A partial archive of discourse.wicg.io as of Saturday February 24, 2024.

Is CSS @import still considered as an anti-pattern?

malyw
2017-01-22

Many years ago it was clear, that CSS “@import” was an antipattern because of many problems:

  • some browsers (e.g. old IE) included CSS @import styles not in the right order
  • import() requests were made not in parallel
  • with HTTP1, in many cases, it was easier for performance/development to avoid additional CSS requests, and simply concatenate the CSS files into one

Here are some links with descriptions: http://www.stevesouders.com/blog/2009/04/09/dont-use-import/ https://gtmetrix.com/avoid-css-import.html

But today we are switching to HTTP/2 and native ECMAScript modules “imports”, which have a bit similar behavior. All the modern browsers fixed the CSS @import problems, mentioned before, loading them in parallel and including styles in the right order.

The only concerns, I see so far, may be loading concerns, but it depends on the app architecture and will work kinda same as native ES6 modules. The additional requests problem will be solved by HTTP/2.

Of course, the difference with native ES6 modules is that you can use @import only at the beginning of the CSS file, but in the case of JS they are hoisting, but use “import” in JS only on the top level of the code- so there are still similar limitations.

What issues am I missing and what do you think, is CSS @import still considered as an anti-pattern?

Tigt
2017-01-25

I’ve messed around with this before, and as far as I can tell, they’re equivalent in modern browsers. @import is shorter for multiple stylesheets:

<link rel="stylesheet" href="a.css">
<link rel="stylesheet" href="b.css">
<link rel="stylesheet" href="c.css">
<style>
@import "a.css";
@import "b.css";
@import "c.css";
</style>

@import can take a media query, just like link[media], so that use-case is already accounted for. It may not work with alternate stylesheets, but that feature is pretty dead.

Garbee
2017-01-26

Also even without H2 necessarily, <link rel="preload" href="/styles/other.css" as="style"> will do the trick loading up the resource before the import is hit to save the time. However, too many preload links and the UA may start ignoring them. There is a fine balance here.

aFarkas
2017-01-26

I think this is only partially true. If you add an @import in another stylesheet, the browser first has to download this stylesheet and can only then download the imported stylesheet. This can only happen sequentially and this behavior is obviously unfixable.
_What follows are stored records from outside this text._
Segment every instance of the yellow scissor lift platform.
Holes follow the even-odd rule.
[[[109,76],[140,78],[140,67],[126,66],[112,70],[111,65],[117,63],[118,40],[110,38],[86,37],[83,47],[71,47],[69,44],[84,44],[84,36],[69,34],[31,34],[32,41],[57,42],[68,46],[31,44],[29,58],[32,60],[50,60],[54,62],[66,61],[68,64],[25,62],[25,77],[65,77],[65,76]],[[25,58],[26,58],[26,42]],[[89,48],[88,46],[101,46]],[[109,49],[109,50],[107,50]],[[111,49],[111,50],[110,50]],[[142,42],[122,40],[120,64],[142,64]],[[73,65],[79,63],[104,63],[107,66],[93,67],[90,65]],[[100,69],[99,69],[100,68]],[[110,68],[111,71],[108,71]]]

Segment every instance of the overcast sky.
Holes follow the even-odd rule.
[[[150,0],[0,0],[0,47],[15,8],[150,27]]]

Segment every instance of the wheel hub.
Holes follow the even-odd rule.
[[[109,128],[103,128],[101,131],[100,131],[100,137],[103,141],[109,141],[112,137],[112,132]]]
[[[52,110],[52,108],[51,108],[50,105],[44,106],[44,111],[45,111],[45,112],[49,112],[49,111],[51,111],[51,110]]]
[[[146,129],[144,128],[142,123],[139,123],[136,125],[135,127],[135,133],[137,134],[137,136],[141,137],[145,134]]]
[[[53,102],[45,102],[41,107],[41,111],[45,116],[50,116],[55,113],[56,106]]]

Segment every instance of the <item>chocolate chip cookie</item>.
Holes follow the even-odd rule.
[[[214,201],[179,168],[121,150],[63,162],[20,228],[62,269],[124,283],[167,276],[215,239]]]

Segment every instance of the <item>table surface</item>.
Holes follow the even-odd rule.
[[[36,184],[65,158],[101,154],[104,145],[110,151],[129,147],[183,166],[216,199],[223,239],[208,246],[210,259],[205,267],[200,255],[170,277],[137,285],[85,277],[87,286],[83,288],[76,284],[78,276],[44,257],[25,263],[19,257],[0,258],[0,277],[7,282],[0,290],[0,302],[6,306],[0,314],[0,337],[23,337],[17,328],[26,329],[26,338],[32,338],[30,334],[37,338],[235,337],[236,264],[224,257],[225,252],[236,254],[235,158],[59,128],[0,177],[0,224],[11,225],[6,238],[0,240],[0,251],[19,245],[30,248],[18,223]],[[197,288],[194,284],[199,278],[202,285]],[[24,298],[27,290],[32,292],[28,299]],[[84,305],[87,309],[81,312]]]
So using @import inside of blocking head stylesheet is still a anti pattern. For an async loading stylesheet it might be not.

Garbee
2017-01-26

That’s true of any stylesheet in the <head> that isn’t async. No matter where they come from, stylesheets are considered critical content and block rendering since they all must be parsed before any rendering can continue.

The issue with @import before these preload/multiplexing features existed was the delayed time for the extra network requests to occur and then the time for them to happen. Now we have plenty of ways to work around those issues.

I wouldn’t say @import is necessarily an antipattern still, however it is something that should still be implemented with caution, care, and plenty of perf testing to make sure users do get the best experience.

aFarkas
2017-01-26

If I put two stylesheets in my head they are loaded in parallel. But if I put one stylesheet in my head and this one references another one using @import they are loaded in sequence. This is the problem that I was talking about and this sequential loading is by no means true for all blocking stylesheets in the head.

Of course you can use preload/push techniques to workaround this problem. But this doesn’t justify to say: @import is not a problem anymore. The fact that you need to actively work around with other techniques, shows that there are still problems with this technique.

chaoaretasty
2017-01-27

The question with using preload as a workaround is that if you’re going to use preload you’ve added another tag into your head, if you know at that point you need the other stylesheet why not just add the stylesheet there instead of @import?

Also unless you have the preloading injected during build you’re going to be manually adding/changing them which just gives another potential place to forget to update if you change your imports.